Yargıtay 1. Hukuk Dairesinin 02.11.2021 tarihli, 2020/2126 E., 2021/6326 K. Sayılı kararında aşırı yararlanma nedir sorusuna cevap olarak şu şekilde bir tanım yapılmıştır: “Sözleşmenin gabin (aşırı yararlanma) nedeniyle illetli olduğunun kabulü için edim ve karşı edim arasındaki oransızlığın, taraflardan birinin, diğerinin şahsında mevcut özel bir durumu bilerek istismar etmesi, sömürmesi sonucu oluşması gerekir. Dar ve zor durumda kalmaları nedeniyle, sözleşme yapmaya, mallarını çok düşük bedel ile devretmeye sürüklenmiş kişileri korumak zayıfı güçlüye ezdirmemek için hukukumuzda da düzenlemeler yapılmış.”

AŞIRI YARARLANMANIN ŞARTLARI

 1. Objektif Şart:

Edimler arası açık, fark edilebilir yani bariz bir oransızlık olmasıdır. Bu durum sözleşmenin yapıldığı sırada mevcut olmalıdır.[3] Sözleşme yapıldıktan sonra edimler arasında açık bir oransızlık meydana gelmişse bu durumda gabin söz konusu olmaz.

Kanun koyucu açık oransızlık kavramını kullanmış ancak sayısal bir veri belirtmemiştir.[4] Hakim oransızlığın tespiti konusunda takdir yetkisine sahiptir.

Yargıtay 1. Hukuk Dairesinin 09.05.2016 tarihli, 2016/4269 E., 2016/5762 K. Sayılı kararında: ‘:..gabin davasında öncelikle edimler arasındaki, aşırı oransızlık üzerinde durulmalı, objektif unsur ispatlandığı takdirde zarar gördüğünü iddia edenin kişiliği, yaşı, sağlık durumu, toplumdaki yeri, ekonomik gücü psikolojik yapısı gibi maddi, manevi yönler yani sübjektif unsur derinliğine araştırılıp incelenmelidir.’

 2. Sübjektif Şart:

Aşırı yararlanmanın koşullarının kümülatif nitelik taşıması nedeniyle sübjektif koşul da aranmaktadır.[5] Edimler arasındaki açık oransızlığın zarar görenin zayıf durumundan yararlanılarak yaratılmasıdır. Zarar görenin zayıf durumundan yararlanan taraf sözleşmenin kurulduğu anda yararlanmalıdır ve aşırı yararlanmadan zarar gören taraf bu zayıf durumu yüzünden sözleşmeyi yapmış zorunda olmalıdır. Bu zayıflık kişisel bir zayıflık olabileceği gibi ekonomikte bir zayıflık olabilir. 
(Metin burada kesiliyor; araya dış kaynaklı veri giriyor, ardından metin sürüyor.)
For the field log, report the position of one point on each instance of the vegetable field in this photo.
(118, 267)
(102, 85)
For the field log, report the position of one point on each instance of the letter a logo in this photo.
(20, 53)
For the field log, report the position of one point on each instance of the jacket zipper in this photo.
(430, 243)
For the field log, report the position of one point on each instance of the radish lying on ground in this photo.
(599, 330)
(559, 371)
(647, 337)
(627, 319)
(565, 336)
Kanun bu duruma örnekler vermiştir. 

2.1. Zarar Görenin Zor Durumda Kalması

Zorda kalma veya diğer adıyla darda kalma maddi (ekonomik güçlük, borçlu olma vb.) veya manevi (yalnızlık, hastalık, yaşlılık vb.) bir tehlike halinden kaynaklanabilir. Kişiyi başkasıyla bir hukuki ilişkiye girmeye mecbur bırakan sancılı, problemli bir vaziyetin mevcudiyeti zorda kalma halidir.[6] Kimin kişiyi bu zor vaziyette bıraktığı herhangi bir önem arz etmez; hatta zorda kalan isteği ile yahut davranışı ile bu hali yaratabilir.[7] 

 2.2. Zarar Görenin Düşüncesizliği

Düşüncesizlik hali, kişinin somut olay bakımından yaptığı işlemlerin anlam ve sonuçlarını kavrayamayacak durumda olmasıdır. Kişinin aceleyle, temkinsiz olarak, telaşla ve iradesi çok zayıf olarak hareket etmiş olduğu hallerde düşüncesizlikten bahsedilir. 
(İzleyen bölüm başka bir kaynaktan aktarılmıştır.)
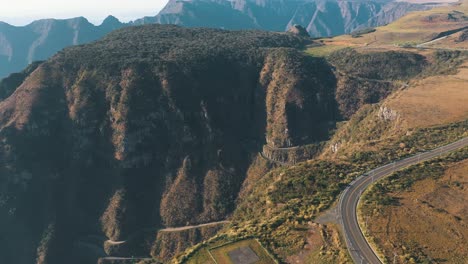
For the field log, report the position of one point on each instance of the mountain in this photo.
(319, 17)
(151, 126)
(41, 39)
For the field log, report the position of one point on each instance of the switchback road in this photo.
(359, 248)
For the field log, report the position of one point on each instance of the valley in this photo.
(165, 144)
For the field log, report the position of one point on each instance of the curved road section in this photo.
(358, 247)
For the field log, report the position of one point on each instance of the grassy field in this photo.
(433, 101)
(420, 213)
(412, 29)
(220, 254)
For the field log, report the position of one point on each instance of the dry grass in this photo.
(433, 101)
(431, 219)
(414, 28)
(221, 253)
(324, 246)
Düşüncesizlik kişinin ayırt etme gücüne (temyiz kuvvetine) sahip olamaması demek değildir. Ayırt etme gücüne sahip kişi dikkatsiz, ihmalkar davranmış olabilir; öte yandan ayırt etme gücü olmayan kişinin yaptığı işlem zaten onu bağlamayacaktır.[8]
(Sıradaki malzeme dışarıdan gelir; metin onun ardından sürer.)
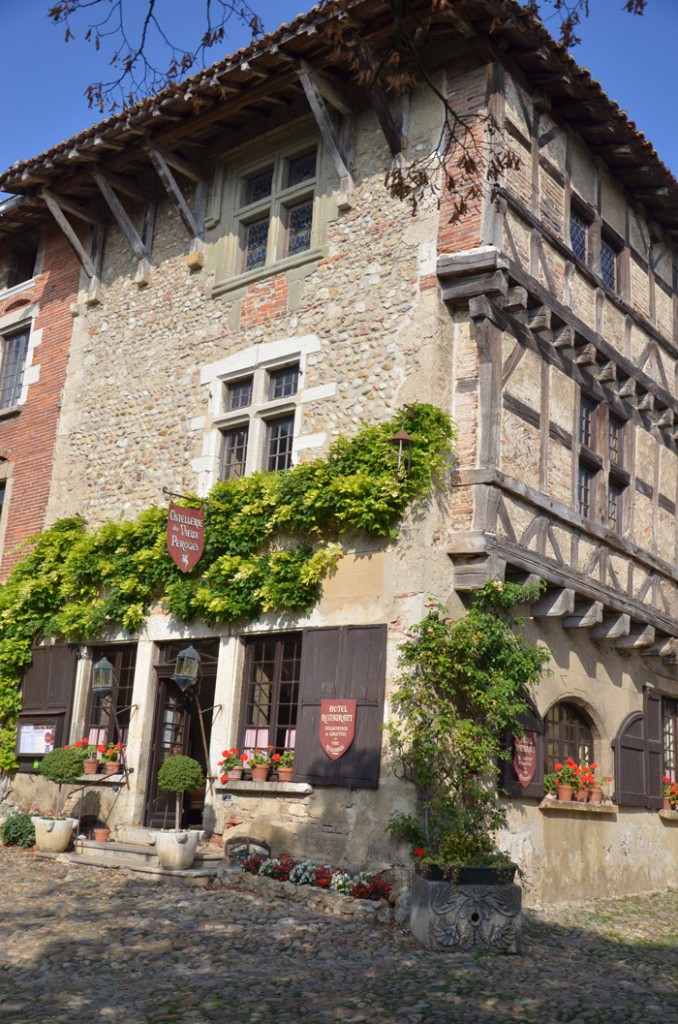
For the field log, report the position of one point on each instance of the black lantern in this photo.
(102, 677)
(185, 671)
(404, 441)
 2.3. Zarar Görenin Deneyimsizliği

Deneyimsizlik (tecrübesizlik), kişinin yaptığı sözleşmenin konusu hakkında yeterince bilgi sahibi olmaması anlamına gelir. Yargıtay 8. Hukuk Dairesi 18.02.2014 Tarihli, 2013/20548 E., 2014/2583 K. Sayılı kararında: ‘bir kimse çok birikimli biri olsa dahi somut uyuşmazlığa vakıf değilse ve bu hali istismar edilerek fahiş dengesizlik yaratılıyorsa aşırı yararlanma söz konusudur. Öte yandan; birikimsiz bir kimsenin o olay bakımından sömürülmesi söz konusu değilse de aşırı yararlanmadan bahsedilemeyecektir.’ denilmek suretiyle bir kişinin birçok alanda deneyimli olup yapılan sözleşme ile ilgili deneyimsiz olduğu durumlarda aşırı yararlanmanın söz konusu olacağını gözler önüne sermiştir. 

Dikkat edilmesi gereken nokta mağdur kimse bakımından aranan şartların; yani düşüncesizliğin, tecrübesizliğin ve sıkıntılı halin bir uyuşmazlıkta hep beraber olması anlaşılmamalıdır. Bunlardan birinin mevcudiyeti ve bunun çıkar sağlayan kimsece kullanılması yetecektir.[9] 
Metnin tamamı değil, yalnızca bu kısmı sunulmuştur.